I'll try to answer some of your concerns / questions, based what we've learned in 2 years.
Portal hypertension, cirrhosis, and fluid in the belly (ascites) are, generally, more advanced complications of liver disease from HCV. All that means is someone who contracted HepC in the last couple of years, wouldn't usually have these problems, yet.
There are treatments available to manage symptoms. A low-protein diet can help with 'brain fog' or confusion, and a low-sodium diet is recommended for fluid retention. Diuretics are also prescribed; two of the most common are Lasix and Spironolactone, which are taken together. Lactulose is a medication that helps with problems related to protein digestion.
As far as herbal treatments, one of our friends used herbs for years to keep her liver disease at bay. Recently, she began seeing the liver doctors who treat my fiance. In a very short time, her quality of life improved dramatically. While the herbs seemed to help the liver (her MELD score is very low), many of the symptoms from the complications became worse.
We were told by doctors, and you'll find this advice in many medical publications, Do Not Take Herbs.
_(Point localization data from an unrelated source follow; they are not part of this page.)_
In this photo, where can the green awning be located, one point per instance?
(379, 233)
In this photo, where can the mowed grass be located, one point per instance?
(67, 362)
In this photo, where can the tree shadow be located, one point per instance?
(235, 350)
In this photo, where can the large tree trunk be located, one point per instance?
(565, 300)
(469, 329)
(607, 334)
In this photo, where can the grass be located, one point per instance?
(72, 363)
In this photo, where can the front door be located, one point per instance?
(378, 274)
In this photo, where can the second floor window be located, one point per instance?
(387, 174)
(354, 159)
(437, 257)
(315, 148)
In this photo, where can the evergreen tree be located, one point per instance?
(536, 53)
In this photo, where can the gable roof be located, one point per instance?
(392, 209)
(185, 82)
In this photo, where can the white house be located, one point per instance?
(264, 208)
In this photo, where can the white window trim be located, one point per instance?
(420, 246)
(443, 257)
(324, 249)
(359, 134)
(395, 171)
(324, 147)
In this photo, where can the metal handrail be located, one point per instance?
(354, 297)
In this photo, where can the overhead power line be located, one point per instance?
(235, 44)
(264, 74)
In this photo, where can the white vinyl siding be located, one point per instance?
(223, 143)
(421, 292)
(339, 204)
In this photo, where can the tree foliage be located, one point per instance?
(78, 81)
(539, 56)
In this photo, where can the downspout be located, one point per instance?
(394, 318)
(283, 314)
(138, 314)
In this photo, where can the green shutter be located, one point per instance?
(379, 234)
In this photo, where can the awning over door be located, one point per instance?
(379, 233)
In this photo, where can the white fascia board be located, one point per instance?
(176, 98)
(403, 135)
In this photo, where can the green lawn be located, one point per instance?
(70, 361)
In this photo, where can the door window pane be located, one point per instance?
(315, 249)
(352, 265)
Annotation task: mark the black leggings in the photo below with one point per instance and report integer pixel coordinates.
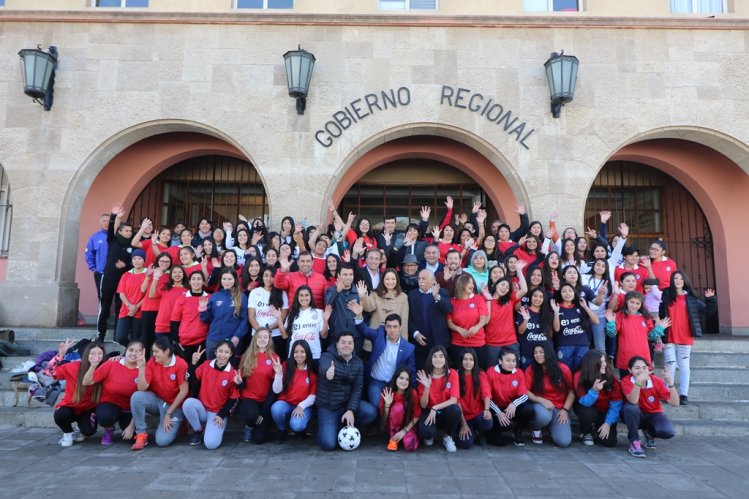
(448, 420)
(65, 417)
(107, 414)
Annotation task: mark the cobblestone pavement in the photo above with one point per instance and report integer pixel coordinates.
(32, 464)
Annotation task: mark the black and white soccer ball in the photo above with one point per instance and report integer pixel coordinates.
(349, 438)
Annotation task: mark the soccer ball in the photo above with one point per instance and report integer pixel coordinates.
(349, 438)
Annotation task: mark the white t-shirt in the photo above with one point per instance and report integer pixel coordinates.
(307, 327)
(258, 300)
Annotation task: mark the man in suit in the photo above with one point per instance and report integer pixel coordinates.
(428, 307)
(389, 350)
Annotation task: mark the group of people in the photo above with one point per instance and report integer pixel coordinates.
(459, 331)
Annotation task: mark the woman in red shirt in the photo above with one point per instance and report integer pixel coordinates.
(467, 320)
(162, 386)
(439, 391)
(215, 383)
(682, 307)
(475, 396)
(77, 405)
(119, 380)
(262, 375)
(400, 411)
(551, 390)
(294, 405)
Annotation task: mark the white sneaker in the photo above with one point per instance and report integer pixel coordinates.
(449, 444)
(77, 435)
(66, 440)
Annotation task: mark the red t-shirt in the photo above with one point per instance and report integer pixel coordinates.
(650, 395)
(632, 333)
(164, 381)
(506, 387)
(556, 395)
(501, 328)
(258, 384)
(604, 397)
(130, 285)
(216, 387)
(69, 372)
(118, 383)
(662, 269)
(680, 331)
(302, 386)
(466, 314)
(473, 405)
(192, 331)
(442, 388)
(168, 299)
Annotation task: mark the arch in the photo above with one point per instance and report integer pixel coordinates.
(719, 185)
(453, 146)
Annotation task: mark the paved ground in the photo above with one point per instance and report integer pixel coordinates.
(33, 465)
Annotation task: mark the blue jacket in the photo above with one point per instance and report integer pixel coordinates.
(96, 251)
(220, 315)
(378, 337)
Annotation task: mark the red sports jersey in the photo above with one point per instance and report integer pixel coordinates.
(69, 372)
(118, 383)
(130, 285)
(302, 386)
(506, 387)
(164, 381)
(650, 395)
(473, 405)
(442, 388)
(556, 395)
(192, 331)
(500, 331)
(604, 397)
(258, 384)
(632, 338)
(216, 387)
(466, 314)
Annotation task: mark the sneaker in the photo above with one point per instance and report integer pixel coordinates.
(636, 450)
(587, 439)
(517, 439)
(108, 438)
(196, 439)
(649, 440)
(537, 437)
(141, 440)
(66, 440)
(449, 444)
(77, 435)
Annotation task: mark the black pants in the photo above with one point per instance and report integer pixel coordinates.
(108, 293)
(250, 410)
(107, 414)
(521, 421)
(65, 417)
(447, 420)
(590, 420)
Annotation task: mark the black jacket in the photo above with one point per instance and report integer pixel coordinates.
(344, 391)
(695, 307)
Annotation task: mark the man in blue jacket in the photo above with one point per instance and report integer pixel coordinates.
(389, 350)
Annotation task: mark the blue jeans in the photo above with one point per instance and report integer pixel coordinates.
(329, 422)
(572, 355)
(281, 413)
(477, 424)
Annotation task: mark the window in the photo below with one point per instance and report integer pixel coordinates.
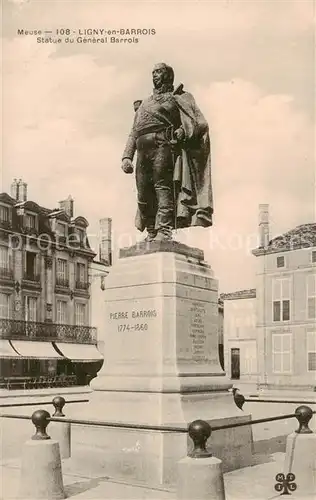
(30, 308)
(280, 261)
(311, 351)
(62, 272)
(30, 221)
(4, 214)
(61, 229)
(81, 277)
(62, 312)
(281, 300)
(81, 272)
(5, 305)
(4, 257)
(282, 352)
(311, 296)
(30, 266)
(80, 314)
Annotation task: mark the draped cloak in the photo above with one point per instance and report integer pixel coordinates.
(192, 169)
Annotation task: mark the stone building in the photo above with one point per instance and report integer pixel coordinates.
(240, 336)
(46, 334)
(286, 306)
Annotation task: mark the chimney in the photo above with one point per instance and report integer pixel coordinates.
(22, 191)
(105, 249)
(67, 206)
(15, 190)
(264, 237)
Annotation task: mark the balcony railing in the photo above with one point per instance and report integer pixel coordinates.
(6, 272)
(22, 330)
(64, 282)
(32, 277)
(82, 285)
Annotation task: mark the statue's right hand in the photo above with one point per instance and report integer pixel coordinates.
(127, 166)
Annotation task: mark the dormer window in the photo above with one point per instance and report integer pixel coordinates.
(81, 234)
(61, 229)
(4, 214)
(280, 261)
(30, 221)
Doctors do, what seems like, millions of tests to determine liver health, treatment options, and qualification for transplant. The herbs alter the liver and can mask the true condition. This can lead to misdiagnoses and incorrect, inadequate, or delayed treatment.
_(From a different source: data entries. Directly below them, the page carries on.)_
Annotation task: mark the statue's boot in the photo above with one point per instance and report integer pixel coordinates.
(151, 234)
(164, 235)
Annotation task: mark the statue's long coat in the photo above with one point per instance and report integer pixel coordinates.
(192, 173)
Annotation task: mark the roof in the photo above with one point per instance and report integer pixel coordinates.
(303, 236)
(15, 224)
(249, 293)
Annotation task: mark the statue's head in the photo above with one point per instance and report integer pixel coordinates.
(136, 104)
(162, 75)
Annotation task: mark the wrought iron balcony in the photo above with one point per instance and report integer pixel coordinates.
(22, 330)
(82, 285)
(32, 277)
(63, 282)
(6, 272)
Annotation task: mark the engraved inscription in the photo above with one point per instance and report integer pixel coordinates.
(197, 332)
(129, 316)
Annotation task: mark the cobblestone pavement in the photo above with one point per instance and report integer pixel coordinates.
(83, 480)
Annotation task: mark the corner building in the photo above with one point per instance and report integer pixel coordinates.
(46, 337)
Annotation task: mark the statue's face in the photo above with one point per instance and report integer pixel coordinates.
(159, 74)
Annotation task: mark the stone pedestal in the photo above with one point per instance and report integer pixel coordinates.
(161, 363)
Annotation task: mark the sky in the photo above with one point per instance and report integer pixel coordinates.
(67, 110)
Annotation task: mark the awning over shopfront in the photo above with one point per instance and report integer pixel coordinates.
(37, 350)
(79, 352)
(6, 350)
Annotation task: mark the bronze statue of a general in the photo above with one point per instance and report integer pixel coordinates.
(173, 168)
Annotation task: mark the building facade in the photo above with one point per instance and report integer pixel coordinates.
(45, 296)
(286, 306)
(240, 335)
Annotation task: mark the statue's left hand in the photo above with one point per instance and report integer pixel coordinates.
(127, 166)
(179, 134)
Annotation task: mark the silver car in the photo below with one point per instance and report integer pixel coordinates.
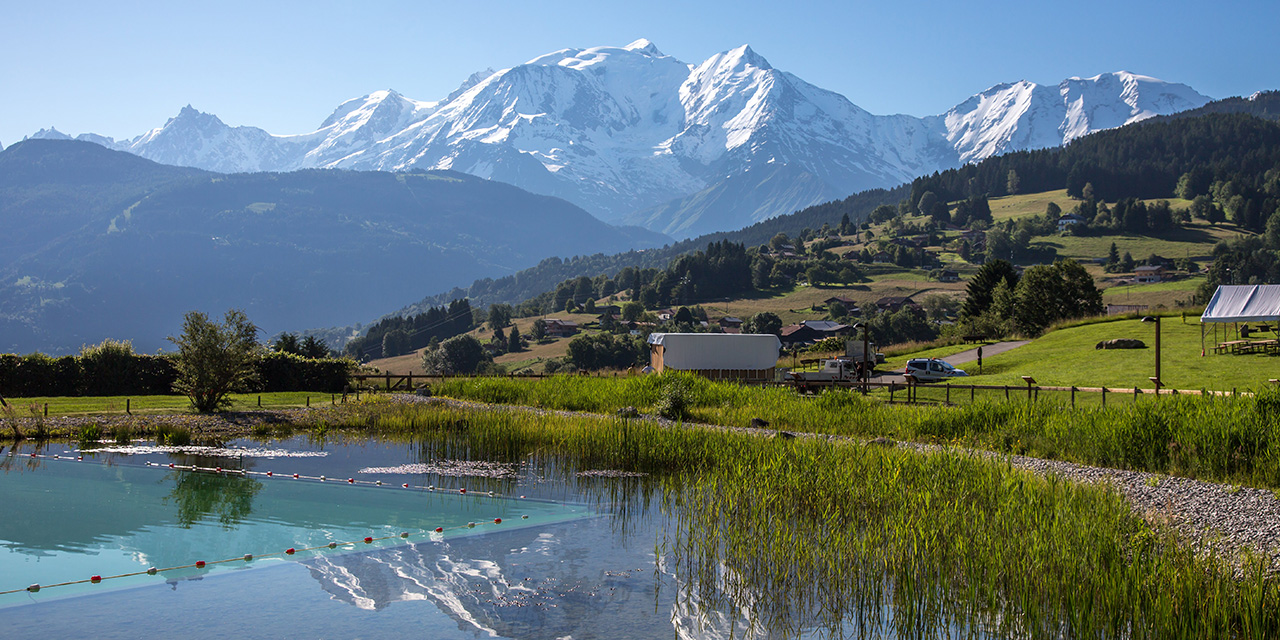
(931, 370)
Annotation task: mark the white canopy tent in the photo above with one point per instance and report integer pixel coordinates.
(1240, 304)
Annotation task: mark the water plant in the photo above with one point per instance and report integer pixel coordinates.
(803, 534)
(172, 435)
(122, 433)
(90, 435)
(1211, 437)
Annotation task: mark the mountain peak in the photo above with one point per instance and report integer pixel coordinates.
(746, 55)
(645, 46)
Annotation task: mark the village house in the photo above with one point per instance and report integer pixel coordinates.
(810, 332)
(558, 328)
(730, 324)
(895, 304)
(1148, 274)
(1068, 220)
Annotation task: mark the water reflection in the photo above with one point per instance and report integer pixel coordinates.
(199, 497)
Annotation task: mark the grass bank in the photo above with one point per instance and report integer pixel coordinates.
(151, 405)
(800, 531)
(1229, 439)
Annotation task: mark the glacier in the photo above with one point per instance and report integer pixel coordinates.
(625, 132)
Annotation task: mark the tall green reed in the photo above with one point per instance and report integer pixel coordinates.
(804, 533)
(1232, 439)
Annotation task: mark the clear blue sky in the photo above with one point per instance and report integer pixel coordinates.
(122, 68)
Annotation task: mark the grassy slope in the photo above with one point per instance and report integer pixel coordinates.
(1068, 357)
(796, 305)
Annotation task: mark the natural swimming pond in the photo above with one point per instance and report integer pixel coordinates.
(728, 535)
(554, 566)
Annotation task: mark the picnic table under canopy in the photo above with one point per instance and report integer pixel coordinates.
(1235, 304)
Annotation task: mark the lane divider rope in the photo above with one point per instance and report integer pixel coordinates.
(250, 557)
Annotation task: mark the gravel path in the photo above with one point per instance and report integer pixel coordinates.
(1229, 519)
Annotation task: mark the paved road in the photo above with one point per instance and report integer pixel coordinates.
(960, 359)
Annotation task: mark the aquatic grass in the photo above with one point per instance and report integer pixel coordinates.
(122, 434)
(172, 435)
(1210, 437)
(88, 435)
(805, 533)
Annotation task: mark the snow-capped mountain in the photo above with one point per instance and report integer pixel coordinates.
(1028, 115)
(626, 131)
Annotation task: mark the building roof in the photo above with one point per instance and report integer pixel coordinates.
(703, 351)
(1243, 304)
(895, 301)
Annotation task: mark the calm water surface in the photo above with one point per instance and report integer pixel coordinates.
(562, 563)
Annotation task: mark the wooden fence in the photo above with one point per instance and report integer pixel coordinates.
(950, 393)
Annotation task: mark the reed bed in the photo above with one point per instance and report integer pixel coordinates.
(1229, 439)
(865, 542)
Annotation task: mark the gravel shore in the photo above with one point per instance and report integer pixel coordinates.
(1229, 519)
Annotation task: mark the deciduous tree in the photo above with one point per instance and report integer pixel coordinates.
(214, 359)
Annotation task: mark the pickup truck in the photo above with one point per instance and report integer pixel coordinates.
(835, 370)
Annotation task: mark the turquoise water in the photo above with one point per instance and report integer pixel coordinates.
(72, 520)
(567, 570)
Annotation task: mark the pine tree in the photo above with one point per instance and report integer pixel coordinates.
(513, 343)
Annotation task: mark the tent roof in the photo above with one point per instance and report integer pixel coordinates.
(1243, 304)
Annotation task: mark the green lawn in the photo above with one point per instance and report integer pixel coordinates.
(1068, 357)
(1194, 241)
(76, 406)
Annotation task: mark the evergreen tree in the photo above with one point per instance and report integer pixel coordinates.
(983, 283)
(513, 343)
(926, 204)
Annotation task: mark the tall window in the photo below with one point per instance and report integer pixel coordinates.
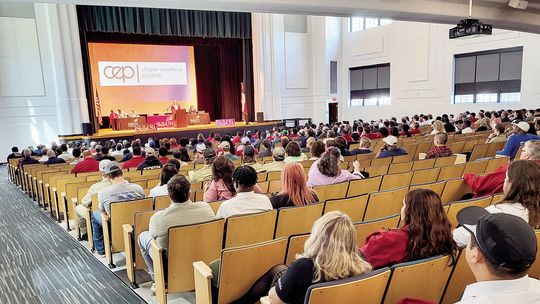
(490, 76)
(370, 85)
(361, 23)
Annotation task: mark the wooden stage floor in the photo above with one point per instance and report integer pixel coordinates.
(189, 131)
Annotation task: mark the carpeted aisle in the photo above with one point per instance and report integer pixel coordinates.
(41, 263)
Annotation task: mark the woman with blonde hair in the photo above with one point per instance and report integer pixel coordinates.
(330, 253)
(294, 190)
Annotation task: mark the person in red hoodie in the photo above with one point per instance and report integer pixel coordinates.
(88, 164)
(493, 182)
(136, 160)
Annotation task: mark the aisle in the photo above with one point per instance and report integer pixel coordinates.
(41, 263)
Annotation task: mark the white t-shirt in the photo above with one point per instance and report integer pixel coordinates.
(523, 291)
(244, 203)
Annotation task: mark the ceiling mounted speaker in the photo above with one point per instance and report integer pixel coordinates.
(519, 4)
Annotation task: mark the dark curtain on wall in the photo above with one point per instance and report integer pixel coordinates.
(221, 40)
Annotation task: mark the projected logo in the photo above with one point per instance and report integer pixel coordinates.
(117, 73)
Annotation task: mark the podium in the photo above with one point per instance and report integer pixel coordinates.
(179, 118)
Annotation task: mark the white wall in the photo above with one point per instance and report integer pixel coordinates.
(41, 83)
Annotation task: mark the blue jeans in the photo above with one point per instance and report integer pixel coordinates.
(97, 232)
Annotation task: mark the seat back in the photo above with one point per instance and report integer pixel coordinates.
(424, 279)
(363, 186)
(334, 191)
(393, 181)
(188, 244)
(250, 229)
(354, 207)
(297, 220)
(369, 287)
(243, 266)
(385, 203)
(122, 213)
(364, 229)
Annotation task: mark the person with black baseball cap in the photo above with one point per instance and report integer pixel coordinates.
(501, 250)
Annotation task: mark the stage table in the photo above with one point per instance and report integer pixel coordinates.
(128, 123)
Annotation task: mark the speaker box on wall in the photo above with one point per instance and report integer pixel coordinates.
(87, 128)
The best advice I can offer is, as they say, "Consult your physician before making any major changes to your diet or lifestyle."
No one can tell you with absolute certainty how your disease will progress. I can say, with some confidence, that it will get worse without treatment. There is a risk of infection in the fluid in the belly, altered mental state from problems with digestion, nerve damage in the legs from swelling, coma, and even death. Everything small thing you do can help - diet, exercise, medication - or hurt.
You know your body better than anyone else. If you feel that things are worse than the doctor is telling you, by all means, get a second opinion. Find a physician or clinic where you are comfortable and can talk to the medical staff about your concerns. Read everything you can about portal hypertension, ascites, cirrhosis, and liver disease - symptoms, treatments, etc.
Becoming an informed patient is the best thing you can do for yourself.
I wish you all the best. Let me know if there's anything else I can do.